Personal information
- Full name: Christopher Cole
- Date of birth: February 3, 1996 (age 30)
- Place of birth: Elizabethtown, North Carolina, United States
- Height: 6 ft 1 in (1.85 m)
- Position: Defender

Youth career
- 0000–2014: Eastside FC Premier

College career
- Years: Team / Apps / (Gls)
- 2014: Lenoir–Rhyne Bears / 5 / (1)
- 2015: Bellevue College Bulldogs
- 2016–2018: Seattle Pacific Falcons / 18 / (1)

Senior career*
- Years: Team / Apps / (Gls)
- 2019: Seattle Sounders FC U-23 / 0 / (0)
- 2021–2024: Richmond Kickers / 46 / (1)

= Chris Cole (soccer) =

American soccer player

Christopher Cole (born February 3, 1996) is an American professional soccer player who plays as a defender. He is currently a free agent.

==Career==
===Youth, college and amateur===
Cole played as part of the Eastside FC Premier academy, before heading to play college soccer at Lenoir–Rhyne University in 2014. After his freshman season, he transferred to Bellevue College, and then spent three years at Seattle Pacific University.

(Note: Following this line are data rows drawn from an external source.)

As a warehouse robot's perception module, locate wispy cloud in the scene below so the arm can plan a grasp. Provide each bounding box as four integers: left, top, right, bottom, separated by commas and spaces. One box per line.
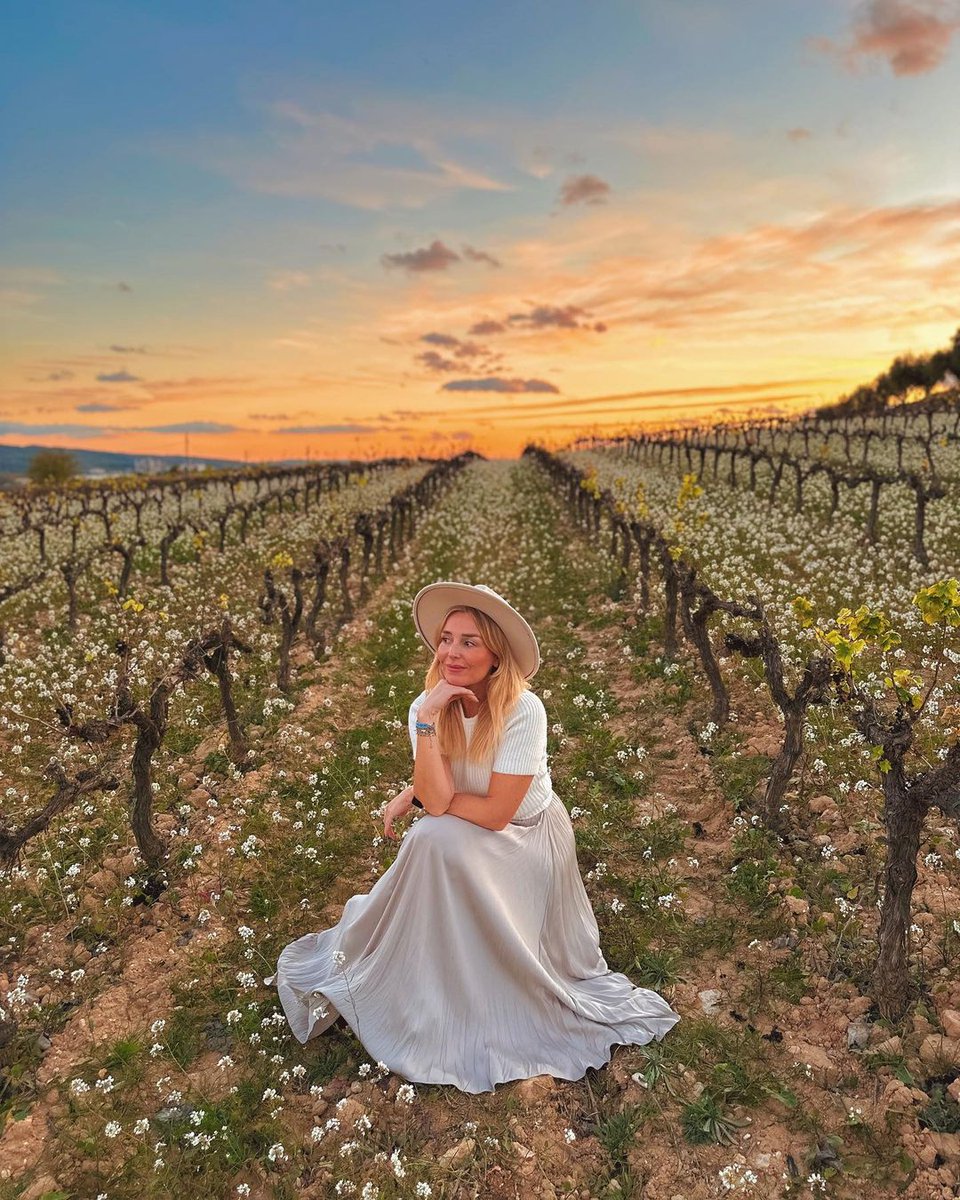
814, 0, 960, 76
97, 371, 140, 383
440, 376, 559, 392
380, 239, 460, 274
270, 425, 382, 433
506, 304, 606, 334
559, 175, 610, 208
183, 96, 510, 211
137, 421, 240, 433
0, 421, 114, 438
76, 401, 142, 413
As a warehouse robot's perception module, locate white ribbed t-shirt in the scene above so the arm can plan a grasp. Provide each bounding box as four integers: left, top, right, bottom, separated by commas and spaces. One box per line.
408, 691, 553, 821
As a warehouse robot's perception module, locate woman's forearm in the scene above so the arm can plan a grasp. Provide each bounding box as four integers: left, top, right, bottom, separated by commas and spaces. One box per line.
413, 705, 454, 816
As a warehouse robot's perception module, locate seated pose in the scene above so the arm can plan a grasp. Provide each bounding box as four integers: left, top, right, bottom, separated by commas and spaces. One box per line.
267, 583, 679, 1092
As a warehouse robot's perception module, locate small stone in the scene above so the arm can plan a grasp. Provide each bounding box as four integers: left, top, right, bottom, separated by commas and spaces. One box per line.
20, 1175, 60, 1200
940, 1008, 960, 1040
926, 1129, 960, 1163
697, 988, 724, 1016
514, 1141, 536, 1175
336, 1096, 366, 1129
517, 1075, 557, 1105
784, 896, 810, 925
919, 1033, 960, 1067
439, 1138, 476, 1166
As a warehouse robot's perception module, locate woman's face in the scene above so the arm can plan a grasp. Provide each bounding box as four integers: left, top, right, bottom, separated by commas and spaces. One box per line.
437, 612, 498, 700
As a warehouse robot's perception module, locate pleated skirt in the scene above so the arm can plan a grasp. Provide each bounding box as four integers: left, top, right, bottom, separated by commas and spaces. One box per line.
266, 796, 679, 1092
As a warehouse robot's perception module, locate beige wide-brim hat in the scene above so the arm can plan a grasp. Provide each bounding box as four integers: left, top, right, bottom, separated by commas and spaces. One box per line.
413, 582, 540, 679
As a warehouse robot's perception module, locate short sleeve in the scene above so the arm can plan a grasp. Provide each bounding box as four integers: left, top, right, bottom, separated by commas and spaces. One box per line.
492, 691, 547, 775
407, 691, 427, 758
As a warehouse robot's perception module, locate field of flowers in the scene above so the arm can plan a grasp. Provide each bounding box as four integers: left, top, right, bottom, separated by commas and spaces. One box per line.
0, 448, 960, 1200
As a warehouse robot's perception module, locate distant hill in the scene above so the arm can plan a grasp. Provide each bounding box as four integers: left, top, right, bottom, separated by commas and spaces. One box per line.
0, 445, 289, 475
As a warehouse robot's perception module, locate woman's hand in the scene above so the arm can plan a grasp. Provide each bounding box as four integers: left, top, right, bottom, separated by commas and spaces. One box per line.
416, 679, 476, 721
383, 785, 413, 841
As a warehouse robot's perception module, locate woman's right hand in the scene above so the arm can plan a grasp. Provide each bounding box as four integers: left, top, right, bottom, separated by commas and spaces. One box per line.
416, 679, 476, 722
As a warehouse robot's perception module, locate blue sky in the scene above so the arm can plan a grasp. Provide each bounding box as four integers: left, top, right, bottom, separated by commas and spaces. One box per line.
0, 0, 960, 455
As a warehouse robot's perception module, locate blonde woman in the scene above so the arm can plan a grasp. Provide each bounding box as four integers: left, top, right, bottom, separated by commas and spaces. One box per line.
270, 582, 679, 1092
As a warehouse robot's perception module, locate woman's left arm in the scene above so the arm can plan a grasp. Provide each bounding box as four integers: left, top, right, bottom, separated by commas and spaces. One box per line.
446, 770, 533, 829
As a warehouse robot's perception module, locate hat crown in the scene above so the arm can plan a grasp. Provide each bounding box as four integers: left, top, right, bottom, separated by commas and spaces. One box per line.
413, 581, 540, 679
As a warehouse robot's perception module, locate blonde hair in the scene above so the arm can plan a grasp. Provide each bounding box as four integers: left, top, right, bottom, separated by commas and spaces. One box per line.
424, 605, 528, 762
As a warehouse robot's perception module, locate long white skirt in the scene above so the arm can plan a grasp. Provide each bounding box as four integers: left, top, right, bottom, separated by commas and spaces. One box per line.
266, 796, 679, 1092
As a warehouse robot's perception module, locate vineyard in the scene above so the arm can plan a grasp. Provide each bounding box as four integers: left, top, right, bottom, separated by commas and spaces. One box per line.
0, 410, 960, 1200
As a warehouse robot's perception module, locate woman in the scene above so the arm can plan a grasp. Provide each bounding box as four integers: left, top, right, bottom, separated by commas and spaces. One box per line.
267, 582, 679, 1092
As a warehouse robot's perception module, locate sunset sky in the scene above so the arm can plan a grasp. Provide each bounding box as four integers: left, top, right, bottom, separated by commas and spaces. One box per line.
0, 0, 960, 461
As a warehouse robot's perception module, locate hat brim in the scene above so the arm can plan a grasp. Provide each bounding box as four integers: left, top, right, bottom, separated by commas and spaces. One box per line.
413, 581, 540, 679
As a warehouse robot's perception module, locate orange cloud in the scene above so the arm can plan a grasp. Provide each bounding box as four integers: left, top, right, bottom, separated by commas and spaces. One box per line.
814, 0, 960, 76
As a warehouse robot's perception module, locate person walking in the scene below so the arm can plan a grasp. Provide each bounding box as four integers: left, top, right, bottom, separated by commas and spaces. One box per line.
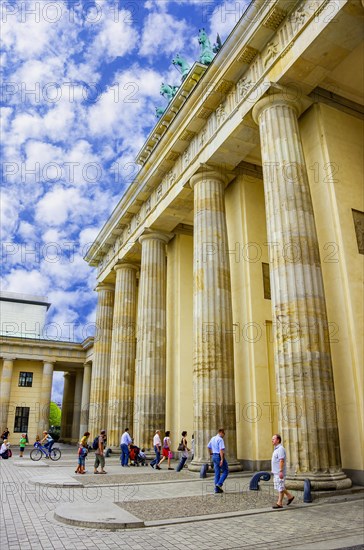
207, 428, 229, 493
150, 430, 162, 470
75, 432, 90, 474
120, 428, 132, 468
94, 430, 107, 474
19, 434, 27, 458
272, 434, 294, 510
158, 431, 174, 470
40, 431, 54, 458
176, 431, 189, 472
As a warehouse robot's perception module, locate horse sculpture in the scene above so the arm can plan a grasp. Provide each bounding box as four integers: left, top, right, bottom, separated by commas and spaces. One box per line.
198, 28, 215, 65
172, 53, 191, 80
155, 107, 166, 118
160, 82, 178, 101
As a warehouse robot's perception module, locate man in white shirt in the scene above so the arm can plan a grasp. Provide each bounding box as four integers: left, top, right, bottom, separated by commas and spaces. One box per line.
150, 430, 162, 470
207, 428, 229, 493
120, 428, 132, 468
272, 434, 294, 510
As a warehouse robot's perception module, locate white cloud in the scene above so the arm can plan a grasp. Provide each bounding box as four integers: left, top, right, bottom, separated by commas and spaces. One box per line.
139, 12, 189, 58
0, 191, 20, 241
3, 268, 49, 296
86, 9, 138, 63
35, 186, 83, 227
210, 0, 251, 40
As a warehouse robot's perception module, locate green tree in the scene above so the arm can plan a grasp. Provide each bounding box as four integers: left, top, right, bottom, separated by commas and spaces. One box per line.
49, 401, 62, 426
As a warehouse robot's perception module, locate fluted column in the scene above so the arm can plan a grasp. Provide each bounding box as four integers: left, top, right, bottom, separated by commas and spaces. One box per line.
253, 91, 351, 488
38, 361, 53, 434
89, 283, 114, 437
190, 172, 240, 469
61, 372, 74, 441
133, 232, 170, 449
0, 357, 14, 430
71, 369, 83, 443
108, 263, 139, 446
79, 363, 91, 438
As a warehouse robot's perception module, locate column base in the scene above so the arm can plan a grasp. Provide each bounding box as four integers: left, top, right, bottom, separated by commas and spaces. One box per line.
286, 472, 352, 491
188, 458, 243, 472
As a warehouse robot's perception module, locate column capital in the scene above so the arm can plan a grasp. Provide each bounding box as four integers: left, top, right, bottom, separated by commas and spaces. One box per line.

In 2019, Cole also spent time with USL League Two side Seattle Sounders FC U-23.

===Professional===
In March 2021, Cole was invited to trial with USL League One side Richmond Kickers during their pre-season. He earned his first professional contract with the Kickers on April 29, 2021. He made his debut on May 2, 2021, appearing as a 68th-minute substitute during a 2–1 loss to Fort Lauderdale CF.On 9 December 2024, the Richmond Kickers did not renew his contract and he left club.